Ex-friends describe the unemployed rapper at the time as a smoked weed.
Nick Pasilio, 22, used adjectives like “shy” and “calm” to describe the boy he climbed on the skateboard with from eighth to tenth grade.
But when Crimo turned 18, his personality changed, Pasilio told NBC News, and he became girl-depressed.
“Instead of going for therapy, he turned to drugs.
“He must have felt that there was a boundary in the mind that needed to be broken. The very third eye thing that goes hand in hand with psychedelic wraps and drugs.
Another old friend, Bennett Bridges, He describes the cream he knew From 14 to 17, “an isolated stonemason who has completely lost contact with reality”.
A Los Angeles student who said he used to ‘make music’ with Crimo posted multiple tweets and photos describing his ex-friend as ‘lost’ after the July 4 genocide.
More coverage on the set of the Highland Park Parade
He also posted a screenshot of a post on February 2, 2021, which he said from Cremo: “That’s where my mind is everywhere nowadays.”
Cannabis doesn’t explain everything about Crimo and other mass shooters, but it does at least demand debate amid endless bias over gun laws – which are already the toughest in the country in Chicago, the killing capital of the United States.
The AR-15 used by Crimo has been banned in the city, and Illinois has a red flag law designed to deter him from buying weapons after his annoying contact with police.
But you need more than a new law on your book. You have to apply it, and that’s something that Democrats have made increasingly difficult.
Whatever the case, gun control is not a silver bullet. Something went wrong with America’s youth.
U.S. Surgeon General Vivek Murthy issued an urgent warning in December about the “devastating” crisis of young people’s mental health, which has been exacerbated by the Covid shutdown.
We cannot go into crisis without considering the impact of marijuana use among adolescents and the increased potency of the products they take.

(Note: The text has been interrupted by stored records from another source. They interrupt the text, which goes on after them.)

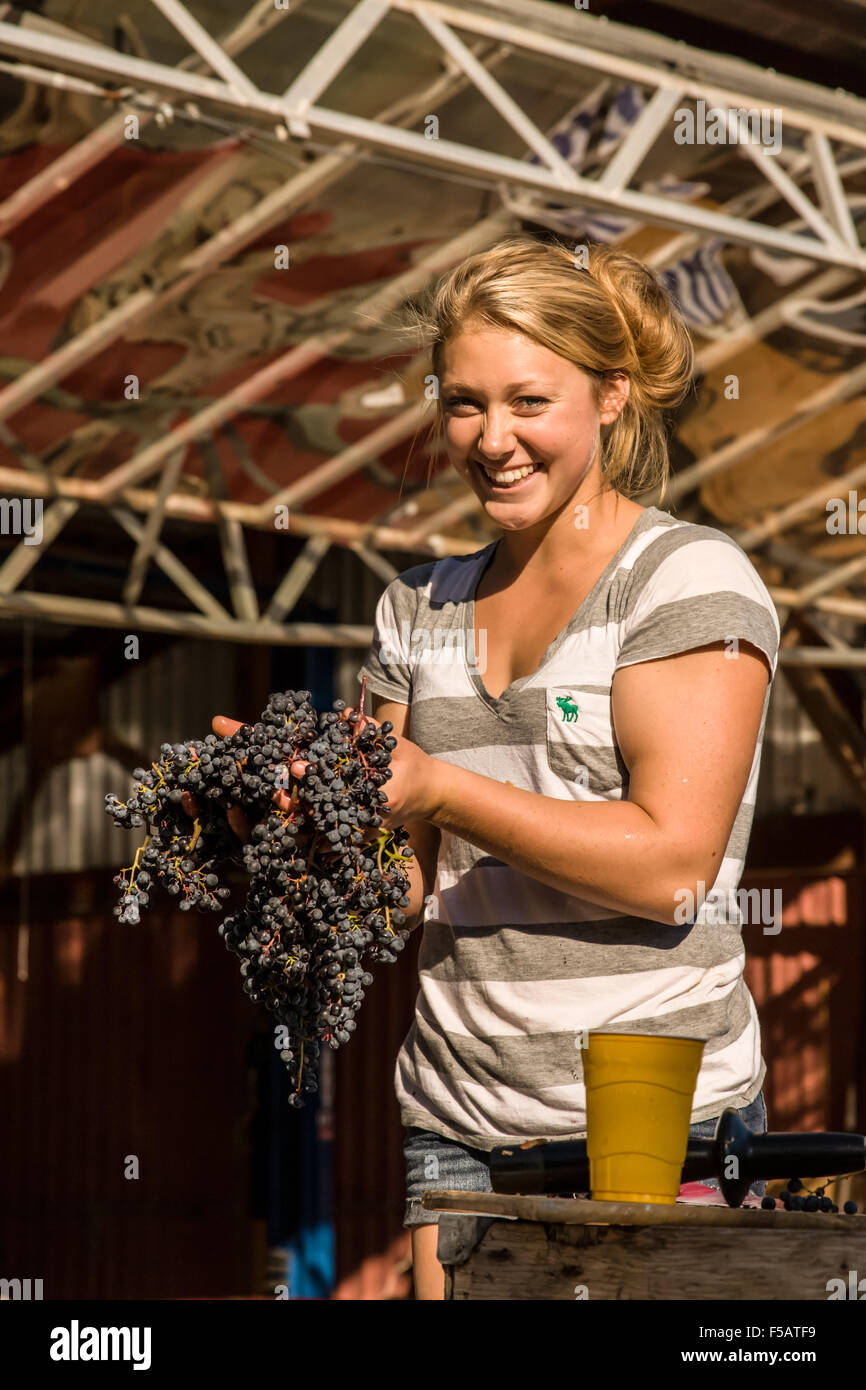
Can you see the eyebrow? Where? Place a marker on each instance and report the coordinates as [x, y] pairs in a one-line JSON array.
[[512, 385]]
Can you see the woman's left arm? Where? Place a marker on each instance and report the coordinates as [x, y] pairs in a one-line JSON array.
[[687, 727]]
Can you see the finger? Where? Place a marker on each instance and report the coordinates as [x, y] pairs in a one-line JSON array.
[[223, 726], [364, 719]]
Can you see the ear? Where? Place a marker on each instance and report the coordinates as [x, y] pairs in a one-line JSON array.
[[613, 396]]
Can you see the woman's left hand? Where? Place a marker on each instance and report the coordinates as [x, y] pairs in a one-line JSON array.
[[412, 788]]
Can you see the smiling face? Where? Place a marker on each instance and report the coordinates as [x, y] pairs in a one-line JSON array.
[[521, 426]]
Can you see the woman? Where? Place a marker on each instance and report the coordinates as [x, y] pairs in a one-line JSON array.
[[578, 710], [585, 701]]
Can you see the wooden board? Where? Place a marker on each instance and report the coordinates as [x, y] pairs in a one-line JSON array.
[[559, 1248]]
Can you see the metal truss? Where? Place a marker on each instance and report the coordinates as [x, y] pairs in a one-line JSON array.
[[681, 75], [673, 72]]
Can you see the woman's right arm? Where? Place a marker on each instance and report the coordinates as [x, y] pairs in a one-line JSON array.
[[423, 837]]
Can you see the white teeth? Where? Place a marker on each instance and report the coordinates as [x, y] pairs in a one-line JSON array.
[[512, 474]]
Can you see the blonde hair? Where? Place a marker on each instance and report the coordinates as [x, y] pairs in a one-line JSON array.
[[613, 316]]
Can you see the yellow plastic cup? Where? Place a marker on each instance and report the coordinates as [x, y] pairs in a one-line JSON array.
[[640, 1093]]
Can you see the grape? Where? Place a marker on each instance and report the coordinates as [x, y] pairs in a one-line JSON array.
[[323, 901]]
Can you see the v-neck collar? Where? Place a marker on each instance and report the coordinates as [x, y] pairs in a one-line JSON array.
[[501, 702]]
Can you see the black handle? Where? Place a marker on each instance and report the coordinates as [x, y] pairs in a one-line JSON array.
[[734, 1157]]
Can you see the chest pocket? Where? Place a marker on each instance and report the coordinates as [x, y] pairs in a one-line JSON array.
[[580, 737]]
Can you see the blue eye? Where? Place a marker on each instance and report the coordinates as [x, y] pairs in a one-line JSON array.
[[466, 401]]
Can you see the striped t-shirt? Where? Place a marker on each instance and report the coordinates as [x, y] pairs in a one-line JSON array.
[[510, 970]]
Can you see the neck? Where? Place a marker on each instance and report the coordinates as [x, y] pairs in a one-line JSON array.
[[569, 541]]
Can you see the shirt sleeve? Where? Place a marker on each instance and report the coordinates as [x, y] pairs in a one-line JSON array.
[[705, 590], [387, 666]]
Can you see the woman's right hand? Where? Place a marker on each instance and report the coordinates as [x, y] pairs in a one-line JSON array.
[[224, 727]]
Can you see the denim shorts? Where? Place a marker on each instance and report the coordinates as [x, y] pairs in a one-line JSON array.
[[434, 1162]]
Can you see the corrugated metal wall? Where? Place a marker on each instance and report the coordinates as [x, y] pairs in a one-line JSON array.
[[161, 699], [123, 1044]]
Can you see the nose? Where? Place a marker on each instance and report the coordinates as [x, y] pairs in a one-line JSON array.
[[496, 439]]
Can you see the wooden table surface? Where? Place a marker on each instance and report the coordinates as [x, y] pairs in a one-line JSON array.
[[494, 1246]]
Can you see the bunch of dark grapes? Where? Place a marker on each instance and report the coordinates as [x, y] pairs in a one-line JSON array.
[[327, 879], [816, 1201]]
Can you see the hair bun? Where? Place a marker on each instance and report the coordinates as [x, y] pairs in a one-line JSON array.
[[663, 353]]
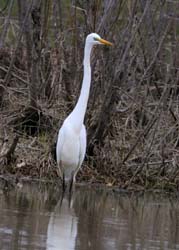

The New York Times last month warned about the high potency of cannabis products and the potentially detrimental effects on young brains in the newly regulated legal market: “Psychosis, Addiction, Chronic Vomiting: Teenagers Get Sick as Weeds Get Stronger.”
THC, the active ingredient in cannabis, had about 4% potency 20 years ago, but today’s Big Weed products are close to 100%.
According to the medical journal Lancet, we have known for at least 15 years that cannabis use can increase the risk of psychosis in susceptible people by about 40%.
A study of 204,000 people aged 10 to 24 in the Journal of Pediatric Publications of the American Medical Association last year found that cannabis use and abuse were associated with depression, bipolar disorder and a risk of suicide.
One thing we shouldn’t have done was to make it easier for young people to access such potentially harmful drugs. But the political climate is moving towards mid-term elections in November.